It’s always fascinating to learn how our favorite services are made, and ex-Google engineer Matt Laroche this week revealed a few Google Maps secrets. In particular, how the popular mapping service calculates how long it’ll take to get from one point to another. It’s something I rely on on a daily basis getting to and from work—even though the ETAs are ballpark estimates—so it’s cool to see how Google accounts for the different real world factors, and how they affect your eventual travel time.
“Google Maps ETAs are based on a variety of things, depending on the data available in a particular area,” Laroche said. “These things range from official speed limits and recommended speeds, likely speeds derived from road types, historical average speed data over certain time periods (sometimes just averages, sometimes at particular times of day), actual travel times from pervious users, and real-time traffic information.”
Laroche goes on to explain some of the deeper details companies, not just Google, use to predict actual traffic time, including live traffic and other data sources. But he admits that calculations are just predictions, and there’s no accounting for the unpredictability of traffic.

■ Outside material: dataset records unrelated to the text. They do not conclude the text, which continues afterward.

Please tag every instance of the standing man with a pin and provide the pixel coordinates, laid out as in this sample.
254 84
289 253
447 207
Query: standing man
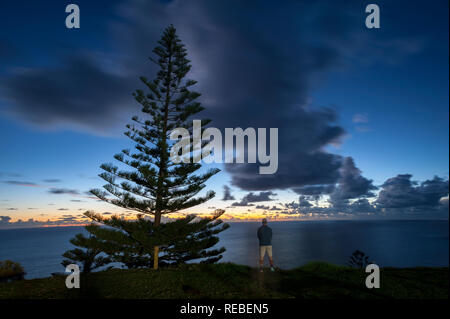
265 244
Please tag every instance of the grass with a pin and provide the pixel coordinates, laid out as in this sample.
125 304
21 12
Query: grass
225 280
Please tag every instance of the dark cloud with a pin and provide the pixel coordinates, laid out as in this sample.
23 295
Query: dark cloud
227 193
267 207
22 183
253 198
304 202
52 180
93 98
351 184
315 190
5 222
59 191
400 192
269 56
241 204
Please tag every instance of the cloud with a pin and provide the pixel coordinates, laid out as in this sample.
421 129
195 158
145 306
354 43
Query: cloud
52 180
253 198
360 118
22 183
227 193
6 223
351 184
400 192
269 62
59 191
93 98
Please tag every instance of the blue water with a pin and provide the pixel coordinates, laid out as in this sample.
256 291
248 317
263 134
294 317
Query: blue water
388 243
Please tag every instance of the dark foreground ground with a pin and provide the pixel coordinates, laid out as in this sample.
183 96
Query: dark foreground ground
314 280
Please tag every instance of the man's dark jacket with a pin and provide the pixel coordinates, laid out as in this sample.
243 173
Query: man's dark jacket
265 235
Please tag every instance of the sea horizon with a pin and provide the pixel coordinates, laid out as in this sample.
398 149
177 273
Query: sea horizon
390 243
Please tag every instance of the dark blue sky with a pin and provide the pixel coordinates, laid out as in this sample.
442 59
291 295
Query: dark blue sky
376 101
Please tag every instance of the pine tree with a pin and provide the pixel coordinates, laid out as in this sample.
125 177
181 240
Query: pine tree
89 252
131 242
156 185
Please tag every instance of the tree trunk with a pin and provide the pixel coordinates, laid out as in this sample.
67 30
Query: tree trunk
156 248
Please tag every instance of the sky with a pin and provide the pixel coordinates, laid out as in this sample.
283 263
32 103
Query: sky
362 113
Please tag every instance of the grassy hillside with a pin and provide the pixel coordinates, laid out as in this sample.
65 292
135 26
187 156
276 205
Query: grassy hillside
226 280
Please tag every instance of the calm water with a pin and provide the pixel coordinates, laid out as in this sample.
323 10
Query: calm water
388 243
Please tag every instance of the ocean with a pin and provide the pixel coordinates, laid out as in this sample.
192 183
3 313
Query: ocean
388 243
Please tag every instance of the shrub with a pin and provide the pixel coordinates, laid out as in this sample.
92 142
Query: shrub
10 270
359 259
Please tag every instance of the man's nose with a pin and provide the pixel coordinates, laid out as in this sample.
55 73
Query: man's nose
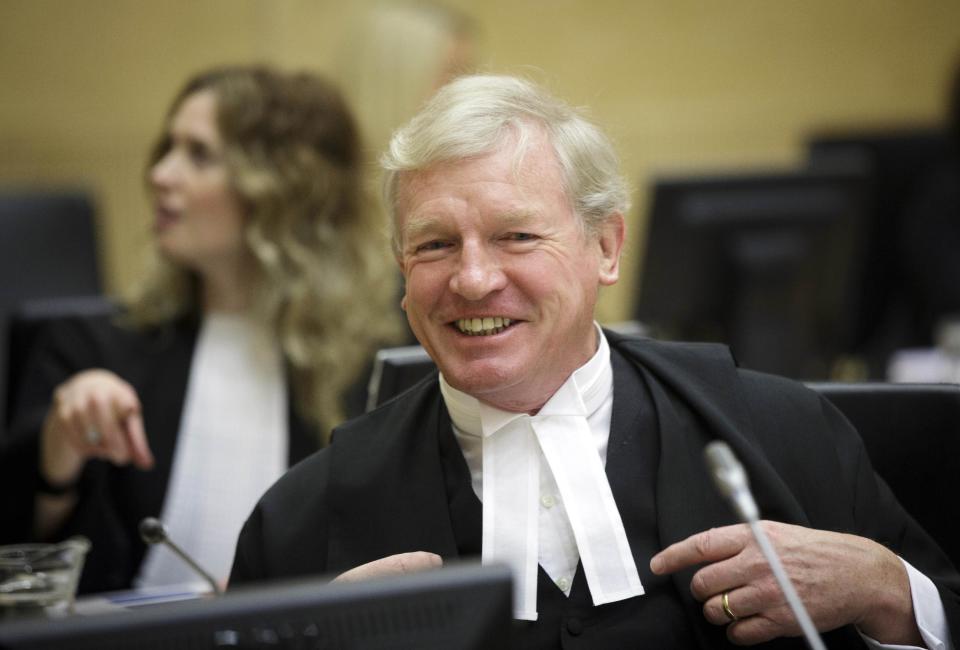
479 273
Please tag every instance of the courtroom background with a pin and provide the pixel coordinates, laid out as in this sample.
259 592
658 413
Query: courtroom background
680 85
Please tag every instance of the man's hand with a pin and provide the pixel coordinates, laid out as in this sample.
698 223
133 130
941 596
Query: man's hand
95 414
399 564
841 579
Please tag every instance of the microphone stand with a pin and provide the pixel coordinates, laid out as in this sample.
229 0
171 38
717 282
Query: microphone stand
152 531
731 481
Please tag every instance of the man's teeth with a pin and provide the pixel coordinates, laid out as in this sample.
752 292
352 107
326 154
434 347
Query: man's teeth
483 326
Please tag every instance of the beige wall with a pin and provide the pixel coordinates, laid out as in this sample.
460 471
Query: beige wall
679 84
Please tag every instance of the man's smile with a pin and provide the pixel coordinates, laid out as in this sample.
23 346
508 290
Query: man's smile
484 326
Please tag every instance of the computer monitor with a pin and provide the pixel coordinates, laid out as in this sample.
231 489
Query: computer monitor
899 161
461 607
48 249
765 262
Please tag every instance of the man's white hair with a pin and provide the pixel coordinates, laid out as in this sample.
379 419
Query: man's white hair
474 114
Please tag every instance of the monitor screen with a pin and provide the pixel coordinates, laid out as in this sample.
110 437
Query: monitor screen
765 262
462 606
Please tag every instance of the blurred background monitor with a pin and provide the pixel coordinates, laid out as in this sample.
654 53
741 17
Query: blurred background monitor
459 607
48 249
395 370
765 262
898 164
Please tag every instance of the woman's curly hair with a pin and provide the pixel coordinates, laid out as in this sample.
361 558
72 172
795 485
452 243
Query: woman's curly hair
324 279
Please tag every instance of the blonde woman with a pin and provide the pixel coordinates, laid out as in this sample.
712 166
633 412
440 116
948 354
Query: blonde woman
231 362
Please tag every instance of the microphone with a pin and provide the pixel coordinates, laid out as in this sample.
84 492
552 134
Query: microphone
152 531
731 481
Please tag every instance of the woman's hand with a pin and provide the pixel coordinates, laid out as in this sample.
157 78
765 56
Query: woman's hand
94 414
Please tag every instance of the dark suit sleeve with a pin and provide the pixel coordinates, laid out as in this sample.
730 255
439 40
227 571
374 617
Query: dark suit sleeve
62 349
248 565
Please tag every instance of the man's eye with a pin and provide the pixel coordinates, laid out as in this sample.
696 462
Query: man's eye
431 246
199 154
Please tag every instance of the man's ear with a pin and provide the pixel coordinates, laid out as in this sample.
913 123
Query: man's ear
613 232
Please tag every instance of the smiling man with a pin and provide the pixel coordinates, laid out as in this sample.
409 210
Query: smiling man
570 453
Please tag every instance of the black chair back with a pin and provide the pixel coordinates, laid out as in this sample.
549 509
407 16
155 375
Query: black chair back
912 433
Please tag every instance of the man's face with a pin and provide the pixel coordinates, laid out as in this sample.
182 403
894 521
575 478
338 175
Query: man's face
501 280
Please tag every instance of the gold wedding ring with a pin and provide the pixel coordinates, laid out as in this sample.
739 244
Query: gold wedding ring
725 604
93 436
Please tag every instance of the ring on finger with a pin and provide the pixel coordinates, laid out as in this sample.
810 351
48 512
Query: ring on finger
725 604
93 436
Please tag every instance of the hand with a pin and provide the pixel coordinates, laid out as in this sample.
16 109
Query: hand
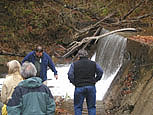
56 76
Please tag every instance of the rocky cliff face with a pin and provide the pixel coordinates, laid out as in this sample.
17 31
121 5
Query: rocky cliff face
131 92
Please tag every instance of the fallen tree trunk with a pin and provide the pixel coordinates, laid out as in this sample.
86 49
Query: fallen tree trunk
76 45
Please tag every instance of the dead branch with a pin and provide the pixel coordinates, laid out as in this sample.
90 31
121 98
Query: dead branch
125 16
95 34
92 26
88 39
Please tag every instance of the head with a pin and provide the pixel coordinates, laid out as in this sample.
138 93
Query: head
28 70
39 51
13 66
82 53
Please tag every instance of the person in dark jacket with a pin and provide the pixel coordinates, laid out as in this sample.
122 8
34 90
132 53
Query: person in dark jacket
41 60
82 75
31 96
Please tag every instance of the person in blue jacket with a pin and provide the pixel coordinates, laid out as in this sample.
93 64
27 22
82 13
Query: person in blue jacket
82 75
41 60
31 96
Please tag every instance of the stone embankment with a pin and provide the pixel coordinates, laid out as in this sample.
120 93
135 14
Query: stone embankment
131 92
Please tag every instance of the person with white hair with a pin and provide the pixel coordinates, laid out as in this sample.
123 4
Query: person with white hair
31 96
12 79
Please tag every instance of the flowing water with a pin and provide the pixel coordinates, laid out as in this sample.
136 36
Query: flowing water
109 55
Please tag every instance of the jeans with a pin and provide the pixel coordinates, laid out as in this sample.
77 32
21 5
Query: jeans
89 93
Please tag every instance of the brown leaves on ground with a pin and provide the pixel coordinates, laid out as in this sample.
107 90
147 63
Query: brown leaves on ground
143 39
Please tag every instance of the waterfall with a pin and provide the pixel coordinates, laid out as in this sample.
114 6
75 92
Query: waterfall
109 53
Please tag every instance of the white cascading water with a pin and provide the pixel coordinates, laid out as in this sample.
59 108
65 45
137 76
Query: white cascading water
109 55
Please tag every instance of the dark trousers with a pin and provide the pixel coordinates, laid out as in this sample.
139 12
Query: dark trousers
88 93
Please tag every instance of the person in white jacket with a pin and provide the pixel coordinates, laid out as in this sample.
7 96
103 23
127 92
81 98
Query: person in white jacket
12 79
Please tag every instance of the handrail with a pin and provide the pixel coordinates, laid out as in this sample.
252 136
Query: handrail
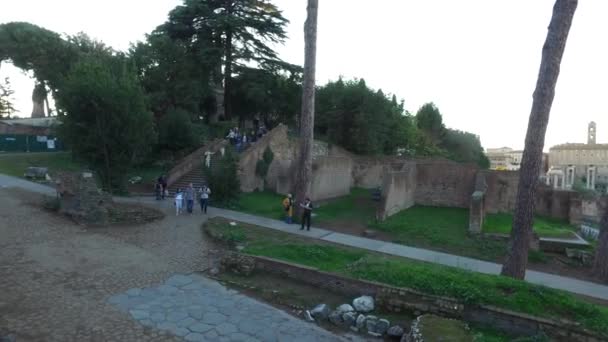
193 160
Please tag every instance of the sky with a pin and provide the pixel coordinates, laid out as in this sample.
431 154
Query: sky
477 60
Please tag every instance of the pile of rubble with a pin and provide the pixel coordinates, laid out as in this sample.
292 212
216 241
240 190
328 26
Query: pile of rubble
356 317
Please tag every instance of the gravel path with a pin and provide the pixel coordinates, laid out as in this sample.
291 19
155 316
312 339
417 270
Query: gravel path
63 282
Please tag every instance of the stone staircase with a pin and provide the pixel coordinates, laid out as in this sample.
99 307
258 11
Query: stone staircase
190 169
196 176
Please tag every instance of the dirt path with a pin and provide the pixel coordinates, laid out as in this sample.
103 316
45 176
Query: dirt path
56 278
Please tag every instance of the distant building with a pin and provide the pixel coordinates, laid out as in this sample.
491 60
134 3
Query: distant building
586 164
29 135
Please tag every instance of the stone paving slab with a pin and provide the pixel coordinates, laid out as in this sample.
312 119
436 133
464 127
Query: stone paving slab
540 278
196 308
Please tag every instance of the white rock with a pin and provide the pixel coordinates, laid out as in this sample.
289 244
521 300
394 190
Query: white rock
364 304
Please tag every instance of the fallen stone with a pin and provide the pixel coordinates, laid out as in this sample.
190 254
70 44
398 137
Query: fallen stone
395 331
335 317
382 326
344 308
36 172
364 304
308 316
360 322
349 318
320 311
370 323
370 233
435 328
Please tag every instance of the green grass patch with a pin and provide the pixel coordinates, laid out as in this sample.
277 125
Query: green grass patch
16 164
348 208
261 203
543 226
468 287
355 206
440 228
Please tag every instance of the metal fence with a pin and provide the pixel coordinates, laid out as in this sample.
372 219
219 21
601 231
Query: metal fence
29 143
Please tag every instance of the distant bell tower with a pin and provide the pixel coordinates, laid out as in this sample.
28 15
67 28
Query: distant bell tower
591 133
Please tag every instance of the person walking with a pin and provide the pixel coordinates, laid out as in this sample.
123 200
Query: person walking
204 197
164 187
190 198
288 207
306 215
158 189
179 197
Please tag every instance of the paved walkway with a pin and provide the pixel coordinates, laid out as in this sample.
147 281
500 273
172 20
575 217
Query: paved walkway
199 309
540 278
535 277
63 282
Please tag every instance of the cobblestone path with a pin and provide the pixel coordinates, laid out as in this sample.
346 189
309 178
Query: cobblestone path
57 278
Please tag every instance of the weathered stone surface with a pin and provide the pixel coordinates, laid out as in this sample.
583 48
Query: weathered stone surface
335 317
320 311
395 331
36 172
349 318
344 308
370 323
308 316
360 322
382 326
364 304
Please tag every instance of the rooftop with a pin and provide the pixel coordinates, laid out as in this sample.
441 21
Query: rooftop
34 122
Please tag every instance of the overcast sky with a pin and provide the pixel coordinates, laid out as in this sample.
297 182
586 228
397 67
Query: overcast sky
476 59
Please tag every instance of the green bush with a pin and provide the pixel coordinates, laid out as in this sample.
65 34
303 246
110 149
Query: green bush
175 131
223 179
262 166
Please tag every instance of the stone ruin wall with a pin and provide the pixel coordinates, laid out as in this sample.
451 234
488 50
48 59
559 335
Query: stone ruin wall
437 182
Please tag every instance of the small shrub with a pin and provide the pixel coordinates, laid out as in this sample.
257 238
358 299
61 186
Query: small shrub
223 180
262 166
51 203
175 131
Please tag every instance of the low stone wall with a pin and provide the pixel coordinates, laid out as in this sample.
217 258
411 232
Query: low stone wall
331 177
193 160
408 300
445 183
398 191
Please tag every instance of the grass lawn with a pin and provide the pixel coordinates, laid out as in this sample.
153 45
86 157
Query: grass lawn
543 226
468 287
347 208
14 164
443 229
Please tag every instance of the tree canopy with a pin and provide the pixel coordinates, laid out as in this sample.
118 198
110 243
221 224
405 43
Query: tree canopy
107 122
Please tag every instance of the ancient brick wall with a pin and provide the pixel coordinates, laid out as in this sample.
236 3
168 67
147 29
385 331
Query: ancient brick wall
331 177
397 299
444 183
398 191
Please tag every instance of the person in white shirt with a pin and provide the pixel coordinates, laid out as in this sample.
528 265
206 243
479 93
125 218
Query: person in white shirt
179 202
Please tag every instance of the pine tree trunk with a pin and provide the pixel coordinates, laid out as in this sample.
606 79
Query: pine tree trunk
553 50
307 120
228 67
38 96
600 265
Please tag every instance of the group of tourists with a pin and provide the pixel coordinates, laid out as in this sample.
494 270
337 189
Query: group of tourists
242 140
185 198
288 206
160 188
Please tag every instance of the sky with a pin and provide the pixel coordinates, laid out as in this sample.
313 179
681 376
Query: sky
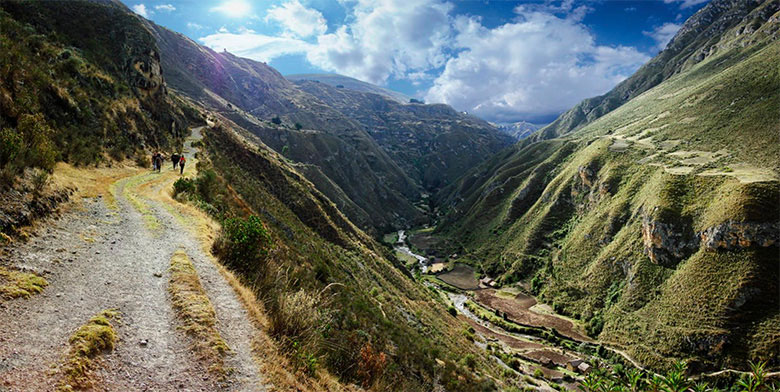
504 61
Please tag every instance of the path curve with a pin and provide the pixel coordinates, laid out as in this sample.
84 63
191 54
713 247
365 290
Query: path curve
96 257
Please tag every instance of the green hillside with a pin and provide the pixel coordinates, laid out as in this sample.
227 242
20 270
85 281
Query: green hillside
656 224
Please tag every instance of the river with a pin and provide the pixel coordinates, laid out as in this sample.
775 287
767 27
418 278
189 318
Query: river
402 247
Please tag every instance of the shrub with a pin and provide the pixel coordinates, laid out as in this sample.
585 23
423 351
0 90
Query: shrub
371 366
243 242
207 185
183 185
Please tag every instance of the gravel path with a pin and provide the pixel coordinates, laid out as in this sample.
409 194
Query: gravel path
96 258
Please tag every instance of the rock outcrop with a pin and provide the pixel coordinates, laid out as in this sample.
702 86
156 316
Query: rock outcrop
732 235
666 243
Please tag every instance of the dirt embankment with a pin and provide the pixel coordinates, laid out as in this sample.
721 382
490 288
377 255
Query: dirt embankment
111 249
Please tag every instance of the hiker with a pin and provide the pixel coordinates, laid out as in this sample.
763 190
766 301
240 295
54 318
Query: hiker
175 159
158 161
182 160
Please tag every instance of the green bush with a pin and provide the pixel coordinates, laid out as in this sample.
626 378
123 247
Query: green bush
183 185
243 242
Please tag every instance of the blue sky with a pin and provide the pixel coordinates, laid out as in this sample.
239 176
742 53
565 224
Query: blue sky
502 60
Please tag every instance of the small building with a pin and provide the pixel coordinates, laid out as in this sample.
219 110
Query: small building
583 368
572 365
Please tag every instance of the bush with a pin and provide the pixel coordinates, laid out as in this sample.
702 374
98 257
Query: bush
183 185
243 242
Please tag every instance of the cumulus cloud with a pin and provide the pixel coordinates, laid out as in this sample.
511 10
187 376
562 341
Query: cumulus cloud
233 8
663 34
249 44
140 9
165 7
686 3
537 66
297 20
387 38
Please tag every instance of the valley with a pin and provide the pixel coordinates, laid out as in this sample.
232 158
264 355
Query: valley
329 234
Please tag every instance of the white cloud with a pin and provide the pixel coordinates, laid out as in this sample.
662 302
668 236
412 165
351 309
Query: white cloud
254 46
663 34
233 8
297 20
165 7
539 65
386 38
140 9
686 3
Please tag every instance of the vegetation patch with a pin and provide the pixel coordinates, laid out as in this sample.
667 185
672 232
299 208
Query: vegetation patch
15 284
196 313
91 339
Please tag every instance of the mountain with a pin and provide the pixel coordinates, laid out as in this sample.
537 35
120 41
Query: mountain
655 223
337 154
434 144
700 37
341 81
334 309
518 130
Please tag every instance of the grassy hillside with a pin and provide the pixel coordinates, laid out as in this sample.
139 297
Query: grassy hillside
347 164
337 301
657 224
701 36
69 92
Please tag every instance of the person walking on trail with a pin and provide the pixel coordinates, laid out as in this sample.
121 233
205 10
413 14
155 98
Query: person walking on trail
175 159
182 161
158 162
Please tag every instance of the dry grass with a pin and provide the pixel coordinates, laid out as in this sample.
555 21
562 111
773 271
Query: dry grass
196 313
91 339
15 284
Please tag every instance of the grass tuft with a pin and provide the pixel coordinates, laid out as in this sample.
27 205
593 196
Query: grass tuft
15 284
196 313
91 339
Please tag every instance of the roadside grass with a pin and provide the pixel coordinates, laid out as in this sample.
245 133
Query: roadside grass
86 343
196 313
18 284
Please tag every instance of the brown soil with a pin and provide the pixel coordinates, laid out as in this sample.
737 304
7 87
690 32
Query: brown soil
462 277
107 253
518 310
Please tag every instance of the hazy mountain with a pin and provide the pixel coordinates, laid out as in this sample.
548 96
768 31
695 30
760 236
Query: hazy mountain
518 130
434 144
341 81
654 223
700 37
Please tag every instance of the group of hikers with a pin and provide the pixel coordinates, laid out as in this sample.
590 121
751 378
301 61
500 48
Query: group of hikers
176 159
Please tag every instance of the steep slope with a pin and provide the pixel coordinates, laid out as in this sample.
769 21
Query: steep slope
341 81
434 144
78 88
356 303
657 223
344 160
701 36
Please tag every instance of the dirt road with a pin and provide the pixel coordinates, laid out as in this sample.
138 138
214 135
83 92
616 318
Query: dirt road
113 251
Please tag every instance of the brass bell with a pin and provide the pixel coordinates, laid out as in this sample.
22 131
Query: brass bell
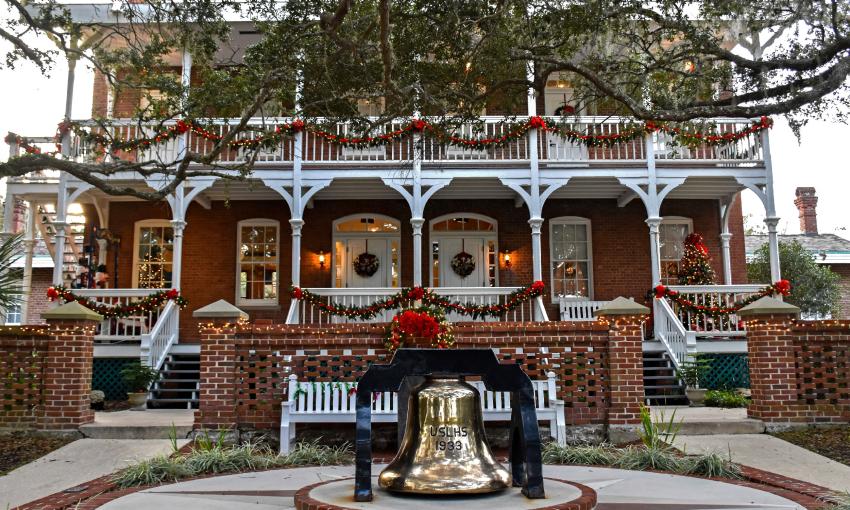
444 449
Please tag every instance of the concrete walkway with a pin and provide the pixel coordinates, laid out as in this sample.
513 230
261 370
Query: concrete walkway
772 454
616 490
74 464
146 424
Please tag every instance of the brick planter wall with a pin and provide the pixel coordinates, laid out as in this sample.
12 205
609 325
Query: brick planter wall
45 375
799 371
244 371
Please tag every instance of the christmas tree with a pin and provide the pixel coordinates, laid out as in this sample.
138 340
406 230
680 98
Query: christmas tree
695 266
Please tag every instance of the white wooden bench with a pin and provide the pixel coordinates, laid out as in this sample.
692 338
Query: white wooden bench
327 402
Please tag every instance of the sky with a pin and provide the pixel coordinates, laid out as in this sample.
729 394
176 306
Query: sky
33 104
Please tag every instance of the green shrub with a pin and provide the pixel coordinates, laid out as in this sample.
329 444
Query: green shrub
725 398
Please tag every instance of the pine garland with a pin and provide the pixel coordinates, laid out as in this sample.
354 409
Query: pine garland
149 303
782 287
408 296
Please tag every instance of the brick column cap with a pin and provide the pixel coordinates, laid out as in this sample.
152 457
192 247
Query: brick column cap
221 309
768 306
623 306
72 311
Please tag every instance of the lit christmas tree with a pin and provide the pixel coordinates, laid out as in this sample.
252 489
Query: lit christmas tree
695 266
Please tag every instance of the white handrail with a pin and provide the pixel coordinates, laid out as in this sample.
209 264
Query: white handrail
156 344
677 341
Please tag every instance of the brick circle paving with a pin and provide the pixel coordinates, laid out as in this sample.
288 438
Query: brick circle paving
338 495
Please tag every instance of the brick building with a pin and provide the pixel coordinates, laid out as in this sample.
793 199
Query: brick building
829 250
591 222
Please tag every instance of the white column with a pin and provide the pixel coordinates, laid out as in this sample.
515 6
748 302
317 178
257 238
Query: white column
725 237
773 247
296 224
59 225
654 223
417 224
29 245
178 226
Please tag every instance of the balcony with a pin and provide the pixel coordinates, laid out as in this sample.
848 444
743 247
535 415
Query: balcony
553 149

“Don’t expect the best predictions to be accurate any time soon,” Laroche said. “Calculating ETAs is a future-prediction problem, and traffic, while it follows certain patterns, is inherently unpredictable.” Even if Google has all the precise data from every phone, speed limit, and road condition, it’s impossible for the search giant’s mapping service to predict a crash or other auto hazard.
Perhaps that’s something we can expect in the way, way, way, WAY future? We can only hope.
Calculating ETAs isn’t as cut and dry as one might think, and is reliant on a number of (obvious) different factors. Maybe remember this the next time you scoff at an ETA that is sort of, kind of accurate. This wouldn’t be a problem if everyone had a self-driving car.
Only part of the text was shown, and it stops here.